When I was very, very young, I had a friend named J.J. He and I were the same age; his mother and mine met in the "alternative" high school for pregnant girls. Our parents kept in touch through the years, and J.J. and I would hook up and hang out every once in a while. The last time I remember seeing him was in high school. We went to the local amusement park, and rode a rickety old roller coaster that must have been nearly a hundred years old. We sat in the very front, and as the coaster roared over the top of a hill (right where it bounces you UP out of your seat?), the lap bar popped open, and J.J. and I were suddenly standing. up. on. the. freaking. roller coaster!!!. We hurriedly sat down, and J.J. turned around and gripped the safety bar on the compartment behind us. He was literally green, and I was probably sheet white....

J.J.'s mother became a born-again Christian, and called up a nationwide radio show, and had the pastor pray for my mom over the radio waves, because she was sure my mom was going to hell.

Understandably, J.J. and I didn't see a whole lot of each other past that point. Our families became a bit estranged. His parents eventually divorced, just a few years after mine. He later moved to Southern California, where he worked for a local university.

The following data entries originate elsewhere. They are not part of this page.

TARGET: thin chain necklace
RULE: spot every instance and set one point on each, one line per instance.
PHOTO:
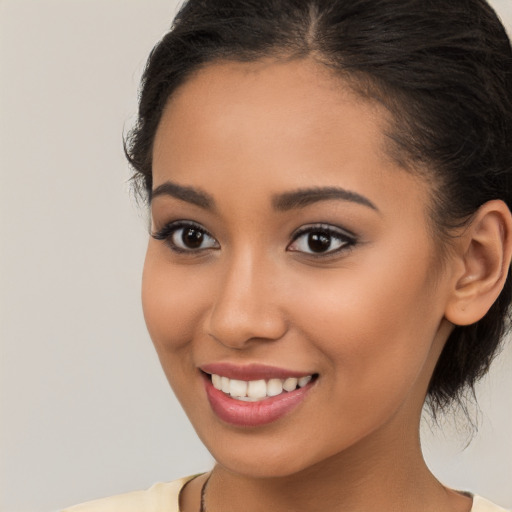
(202, 506)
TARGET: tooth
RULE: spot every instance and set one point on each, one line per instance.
(225, 384)
(274, 387)
(257, 389)
(217, 381)
(304, 380)
(290, 384)
(237, 388)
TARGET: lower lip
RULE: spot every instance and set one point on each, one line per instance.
(253, 414)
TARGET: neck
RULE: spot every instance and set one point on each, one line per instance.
(365, 477)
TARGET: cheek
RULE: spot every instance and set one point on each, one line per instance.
(374, 321)
(172, 301)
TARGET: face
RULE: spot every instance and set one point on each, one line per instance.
(292, 266)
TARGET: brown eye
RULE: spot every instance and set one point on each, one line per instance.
(319, 242)
(321, 239)
(184, 236)
(192, 238)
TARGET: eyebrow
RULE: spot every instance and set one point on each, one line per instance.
(184, 193)
(304, 197)
(282, 202)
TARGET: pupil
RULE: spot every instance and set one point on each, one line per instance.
(192, 238)
(319, 242)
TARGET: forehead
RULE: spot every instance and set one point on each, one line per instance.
(283, 124)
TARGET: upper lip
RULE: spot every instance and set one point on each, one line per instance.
(252, 371)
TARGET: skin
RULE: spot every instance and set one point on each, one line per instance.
(370, 320)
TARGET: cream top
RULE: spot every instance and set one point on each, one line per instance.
(164, 497)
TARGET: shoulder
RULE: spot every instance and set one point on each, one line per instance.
(482, 505)
(161, 497)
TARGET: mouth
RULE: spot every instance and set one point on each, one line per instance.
(257, 390)
(269, 395)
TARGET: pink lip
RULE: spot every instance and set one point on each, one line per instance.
(253, 414)
(251, 371)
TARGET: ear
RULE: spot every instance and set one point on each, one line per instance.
(483, 258)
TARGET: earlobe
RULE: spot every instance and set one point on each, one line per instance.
(484, 251)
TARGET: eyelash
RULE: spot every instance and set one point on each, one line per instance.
(346, 239)
(169, 230)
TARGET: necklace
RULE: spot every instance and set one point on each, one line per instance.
(202, 507)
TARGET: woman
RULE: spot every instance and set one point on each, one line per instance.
(329, 185)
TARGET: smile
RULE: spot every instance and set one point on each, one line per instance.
(257, 390)
(254, 395)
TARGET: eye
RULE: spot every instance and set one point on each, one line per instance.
(186, 236)
(321, 239)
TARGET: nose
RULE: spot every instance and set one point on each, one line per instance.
(245, 307)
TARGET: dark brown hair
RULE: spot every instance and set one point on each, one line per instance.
(442, 68)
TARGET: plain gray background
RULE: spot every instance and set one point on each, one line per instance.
(85, 408)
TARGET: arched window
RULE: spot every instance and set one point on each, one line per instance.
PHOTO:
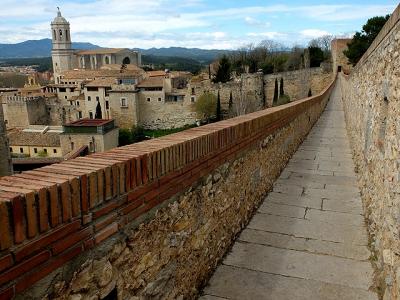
(126, 61)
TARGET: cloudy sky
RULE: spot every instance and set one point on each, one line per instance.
(221, 24)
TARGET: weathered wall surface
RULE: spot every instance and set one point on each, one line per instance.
(371, 96)
(296, 84)
(161, 114)
(150, 219)
(250, 93)
(338, 46)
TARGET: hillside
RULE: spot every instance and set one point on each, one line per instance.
(42, 48)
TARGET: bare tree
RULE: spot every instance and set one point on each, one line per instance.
(323, 42)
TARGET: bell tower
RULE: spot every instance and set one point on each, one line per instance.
(61, 52)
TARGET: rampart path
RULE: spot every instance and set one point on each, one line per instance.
(308, 239)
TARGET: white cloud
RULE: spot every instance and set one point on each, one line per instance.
(163, 23)
(313, 33)
(254, 22)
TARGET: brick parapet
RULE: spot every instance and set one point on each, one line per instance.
(51, 215)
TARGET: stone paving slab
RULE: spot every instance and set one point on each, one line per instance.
(339, 233)
(299, 264)
(280, 240)
(308, 239)
(237, 283)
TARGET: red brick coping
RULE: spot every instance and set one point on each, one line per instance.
(50, 215)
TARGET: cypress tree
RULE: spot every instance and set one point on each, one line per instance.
(219, 115)
(275, 101)
(230, 101)
(264, 100)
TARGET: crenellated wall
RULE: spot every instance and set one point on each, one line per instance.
(371, 97)
(150, 219)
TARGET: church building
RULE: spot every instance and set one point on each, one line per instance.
(65, 58)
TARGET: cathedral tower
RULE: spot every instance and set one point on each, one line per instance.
(61, 41)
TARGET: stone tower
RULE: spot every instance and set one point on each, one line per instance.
(5, 160)
(62, 54)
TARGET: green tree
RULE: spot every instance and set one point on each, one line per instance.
(362, 40)
(137, 133)
(218, 112)
(230, 104)
(264, 94)
(316, 56)
(276, 96)
(281, 91)
(206, 106)
(224, 70)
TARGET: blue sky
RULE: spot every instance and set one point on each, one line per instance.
(204, 24)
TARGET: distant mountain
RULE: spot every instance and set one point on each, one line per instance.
(35, 48)
(201, 55)
(42, 48)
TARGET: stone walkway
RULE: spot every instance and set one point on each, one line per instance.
(308, 239)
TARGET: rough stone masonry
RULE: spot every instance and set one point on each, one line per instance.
(371, 97)
(148, 220)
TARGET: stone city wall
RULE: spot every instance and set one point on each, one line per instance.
(296, 84)
(371, 97)
(255, 92)
(144, 221)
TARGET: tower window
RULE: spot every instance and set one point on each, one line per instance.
(126, 61)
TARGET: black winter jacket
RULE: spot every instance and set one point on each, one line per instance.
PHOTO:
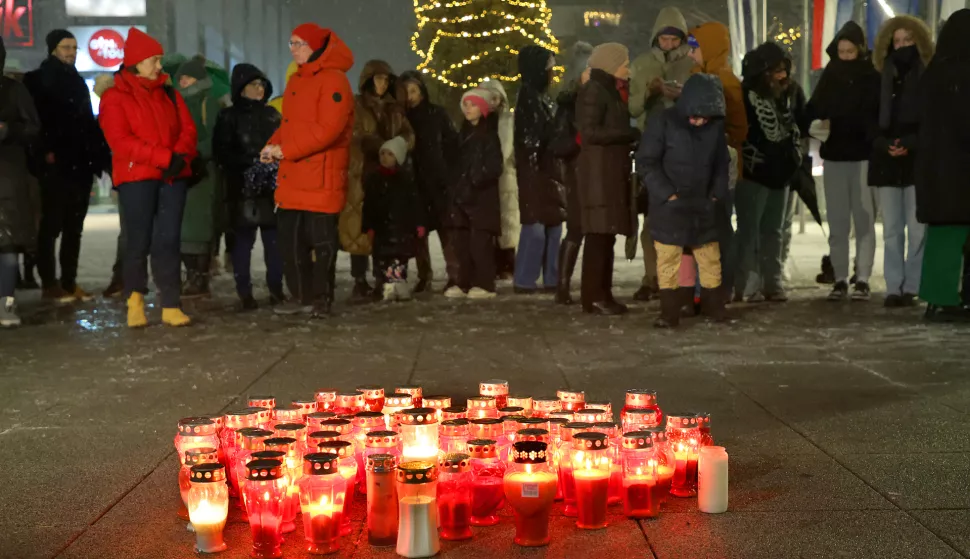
(70, 130)
(473, 199)
(943, 160)
(393, 211)
(847, 95)
(541, 197)
(678, 159)
(436, 143)
(240, 133)
(18, 231)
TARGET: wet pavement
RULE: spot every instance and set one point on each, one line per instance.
(847, 425)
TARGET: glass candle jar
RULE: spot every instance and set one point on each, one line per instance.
(482, 407)
(306, 407)
(373, 397)
(511, 411)
(565, 451)
(195, 432)
(322, 491)
(641, 399)
(642, 493)
(265, 492)
(419, 435)
(530, 488)
(250, 441)
(208, 502)
(325, 398)
(524, 402)
(415, 392)
(393, 404)
(487, 472)
(591, 474)
(382, 502)
(496, 388)
(417, 531)
(542, 407)
(638, 420)
(347, 467)
(348, 403)
(437, 403)
(453, 436)
(291, 414)
(454, 497)
(235, 420)
(572, 400)
(454, 412)
(292, 471)
(591, 415)
(193, 457)
(683, 436)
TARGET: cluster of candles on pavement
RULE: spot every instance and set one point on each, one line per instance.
(431, 470)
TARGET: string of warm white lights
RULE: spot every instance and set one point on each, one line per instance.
(461, 24)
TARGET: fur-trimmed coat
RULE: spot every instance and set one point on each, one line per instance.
(376, 120)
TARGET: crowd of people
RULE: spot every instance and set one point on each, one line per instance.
(321, 170)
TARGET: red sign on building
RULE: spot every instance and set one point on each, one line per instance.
(17, 22)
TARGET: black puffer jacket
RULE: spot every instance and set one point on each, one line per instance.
(70, 130)
(541, 198)
(241, 132)
(565, 149)
(943, 160)
(678, 159)
(436, 143)
(393, 211)
(473, 200)
(847, 96)
(21, 130)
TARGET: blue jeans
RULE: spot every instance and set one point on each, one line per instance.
(538, 253)
(153, 226)
(9, 266)
(242, 256)
(902, 265)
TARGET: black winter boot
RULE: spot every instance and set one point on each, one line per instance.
(568, 253)
(670, 305)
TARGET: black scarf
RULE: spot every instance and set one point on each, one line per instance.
(907, 64)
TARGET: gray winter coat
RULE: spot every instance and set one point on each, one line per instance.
(691, 162)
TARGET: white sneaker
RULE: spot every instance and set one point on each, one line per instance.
(389, 293)
(8, 313)
(479, 293)
(455, 292)
(402, 291)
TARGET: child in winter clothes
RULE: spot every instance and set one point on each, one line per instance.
(683, 159)
(474, 218)
(393, 218)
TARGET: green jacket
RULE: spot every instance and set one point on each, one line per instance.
(655, 63)
(203, 207)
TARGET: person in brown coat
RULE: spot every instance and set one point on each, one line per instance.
(379, 115)
(603, 120)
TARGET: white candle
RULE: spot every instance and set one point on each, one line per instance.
(417, 534)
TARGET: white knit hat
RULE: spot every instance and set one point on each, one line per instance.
(399, 147)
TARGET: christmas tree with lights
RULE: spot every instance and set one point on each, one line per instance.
(462, 43)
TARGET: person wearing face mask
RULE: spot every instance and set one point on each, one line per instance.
(74, 152)
(847, 96)
(379, 115)
(902, 50)
(435, 146)
(153, 142)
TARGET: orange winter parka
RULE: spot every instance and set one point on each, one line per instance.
(318, 120)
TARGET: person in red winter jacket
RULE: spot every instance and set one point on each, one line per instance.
(153, 142)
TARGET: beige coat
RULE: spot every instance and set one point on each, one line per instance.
(673, 65)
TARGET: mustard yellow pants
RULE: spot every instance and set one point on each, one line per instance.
(708, 259)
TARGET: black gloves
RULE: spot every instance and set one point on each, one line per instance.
(175, 166)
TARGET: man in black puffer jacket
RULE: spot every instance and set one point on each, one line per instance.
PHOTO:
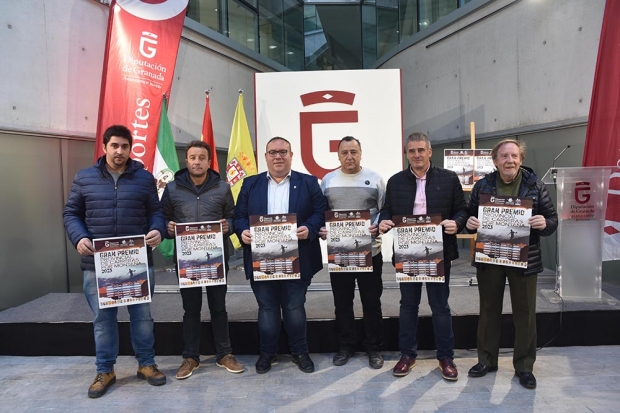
(511, 179)
(426, 189)
(198, 194)
(116, 197)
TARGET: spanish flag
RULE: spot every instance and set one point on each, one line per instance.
(241, 161)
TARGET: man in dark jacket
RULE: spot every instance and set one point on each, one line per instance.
(280, 191)
(116, 197)
(198, 194)
(426, 189)
(511, 179)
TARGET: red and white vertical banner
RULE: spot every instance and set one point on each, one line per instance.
(603, 134)
(141, 52)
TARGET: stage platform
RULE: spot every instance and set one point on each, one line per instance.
(60, 324)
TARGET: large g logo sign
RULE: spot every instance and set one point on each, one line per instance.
(582, 195)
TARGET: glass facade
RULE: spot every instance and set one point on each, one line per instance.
(321, 34)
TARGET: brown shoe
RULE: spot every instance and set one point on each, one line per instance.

One day, while scanning the obituaries, I came across his. He was 32 when he took his own life.



In cases like that, I wondered if there was anything I could have done as a friend, had I been there, to make life slightly more tolerable for him. Is it fair for me to ask questions, or even insert myself into that situation?

I think it's natural for us to ask questions upon the death of a friend or a loved one. Questions about how we rated as a friend, or loved one to these people. Sometimes we blame ourselves for things that happen, and other times (more wisely), we come away having learned a few things.

On the flip side of that, we have people who come into our lives, open up the drapes and let the light in, and brighten our lives by their mere presence... And I have endeavored to have the good sense to learn from them, and turn around and share that light with others that I come in contact with. A smile, a hello, a touch... you may never know whose day you brighten by just one of these... you might even give hope to someone like J.J.